Peter Tuttle had experienced chest pains before. The 55-year-old retired Cleveland Heights-University Heights elementary school teacher dismissed those situations as consequences of morbid obesity and physical inactivity. A lifetime of bad eating habits had packed 280 pounds on his 5-foot-10 frame and put him on eight medications to control high cholesterol, high triglycerides, high blood pressure, Type 2 diabetes and gout.
His weight problems were rooted in a "heavy fat, major carb kind of diet" during childhood. Any efforts Tuttle had made in the past to control his weight — he lost 100 pounds at one point — were obliterated whenever he returned to his habit of large meals.
So Tuttle didn't think to call 911 when a sensation he compares to "a real kick to the chest" interrupted an attempt to shovel his driveway after a March 9, 2014, snowfall. He only casually mentioned it during a routine physical the following day. Tests revealed he'd suffered a heart attack — the result of an 85 percent blockage in his left anterior descending artery.
Nine days later, under local anesthesia and a sedative, Tuttle watched Cleveland Clinic doctors place a stent in the blocked artery. Only then did he realize the severity of his condition.
"I had whipped up a will real fast and handed that to my brother," he says. "I wasn't sure whether I was going to leave that room alive."
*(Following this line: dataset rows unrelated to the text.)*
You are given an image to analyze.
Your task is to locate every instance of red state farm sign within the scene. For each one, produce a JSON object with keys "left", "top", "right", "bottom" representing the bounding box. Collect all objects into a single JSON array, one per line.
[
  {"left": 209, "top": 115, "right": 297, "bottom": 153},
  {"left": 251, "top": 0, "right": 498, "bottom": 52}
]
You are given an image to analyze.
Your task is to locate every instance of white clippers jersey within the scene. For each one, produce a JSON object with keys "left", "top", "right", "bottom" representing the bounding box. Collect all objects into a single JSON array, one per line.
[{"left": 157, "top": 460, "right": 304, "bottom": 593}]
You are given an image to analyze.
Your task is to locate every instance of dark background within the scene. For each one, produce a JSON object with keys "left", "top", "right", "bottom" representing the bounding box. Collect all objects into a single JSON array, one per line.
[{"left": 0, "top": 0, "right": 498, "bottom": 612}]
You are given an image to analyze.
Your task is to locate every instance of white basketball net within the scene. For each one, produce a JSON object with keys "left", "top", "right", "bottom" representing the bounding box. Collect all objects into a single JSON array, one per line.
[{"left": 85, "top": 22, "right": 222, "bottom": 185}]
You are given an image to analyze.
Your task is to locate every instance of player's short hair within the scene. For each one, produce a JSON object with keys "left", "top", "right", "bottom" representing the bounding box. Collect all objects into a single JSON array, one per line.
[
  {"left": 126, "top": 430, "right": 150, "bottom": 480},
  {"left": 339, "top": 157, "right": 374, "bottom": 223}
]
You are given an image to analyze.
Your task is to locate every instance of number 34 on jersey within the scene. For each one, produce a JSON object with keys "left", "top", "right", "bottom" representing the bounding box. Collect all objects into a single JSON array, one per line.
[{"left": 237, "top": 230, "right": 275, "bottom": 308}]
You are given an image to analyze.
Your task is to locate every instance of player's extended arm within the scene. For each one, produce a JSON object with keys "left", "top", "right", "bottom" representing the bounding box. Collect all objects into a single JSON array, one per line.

Dr. Leslie Cho, head of preventive cardiology at the Cleveland Clinic, made it clear a stent wasn't a solution. He needed cardiac rehab, a program of nutritional counseling and supervised exercise in a hospital.
"We put [patients] on an exercise stress test," Cho says. "We figure out what their current functional capacity is, and based on their current functional capacity, we design a program that will improve [it]."
Tuttle began rehab sessions three times a week. Nutritionists taught him to eat properly portioned meals of lean meats and fish, low-starch vegetables and low-sugar fruits.
"From the beginning, my weight started to come off," he says.
Tuttle has lost 55 pounds. He'd like to drop another 25. He now only has a trio of medicines to control diabetes, cholesterol and blood pressure along with a baby aspirin. And he is off injection insulin.
The recent retiree once exhausted by an after-work grocery run now rides a recumbent bicycle and walks on a treadmill every day. He describes himself as a human Energizer Bunny. "Now I just go on and on."